The shiny Christmas baubles swing upon the tree
The lights are flickering an epileptic dance at me
The gifts are wrapped, ribboned and bowed oh so perfectly
White Christmas and Home Alone repeat on the t.v.
It's the calm before the early morn
When kids disguise their over excited smiling yawns
Too much brain activity leaves their expectations torn
"Did they get me..? I hope I have got...oh I wonder what Santa's brought?!"
Joyful childish excitement wakes you from deep sleep
Wake up!! Wake up!! It's Christmas! Wake up now please!

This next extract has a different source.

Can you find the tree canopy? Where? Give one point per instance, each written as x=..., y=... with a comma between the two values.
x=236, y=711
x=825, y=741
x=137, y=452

You can't take another whack in the rib from them bouncy on their knees
"Oh yeah, Santa!" They remember and off they rush too see
A fag, a coffee and 30 minutes later you arrive at the scene
And the madness and chaos begins
Wild arms, unread gift tags and ripped paper cover everything
They marvel at the oddity of socks and smelly sanitaries
Thankfully gadgets and Argos' 3 for 2 toys keeps their frowns at ease
The father is in his element fighting with the packaging
The foreign instructions won't get the better of him
He's stubbornly determined in his sleepy desire to get these gifts working
He's more disappointed than the kids that mum forgot the flipping batteries
Mum's got enough stress as she forgot what time she put the turkey in
And trying to work out the weight till cooked ratio/time gets everyone's brains calculating
Finally the aroma of fused cinnamon, sage, sprouts and poultry gives the dogs a grin
Forget the queens speech, the tv is stuck on the lottery as dad "borrowed" the batteries from the remote, for the win
And so the barbaric feast begins
The table is neatly laid out with things all green, red and gold
Crackers pulled, hats on, crap jokes all told
The birds body is mutilated and the carcass is now cold
The wine flows well and the hiccups and farts are bold
Then we sit down for the sky+ recorded Xmas special of all the usual soaps
Alfie and Kat, that girl got her baby back, we hope?
That Dingle woman's in prison or did her lover make the right decision? What a joke!
I'm off to walk the dogs before I hurt myself with the tinsel type rope
The kids are now bored even worse than before
They never happy when you give them lots more
The surprise present is the cheap pound shop toy some distant relative gave them
They play with just that until bed time which was way past eleven
What a way to spend the day
And not a mention of Christ, thank god, I say!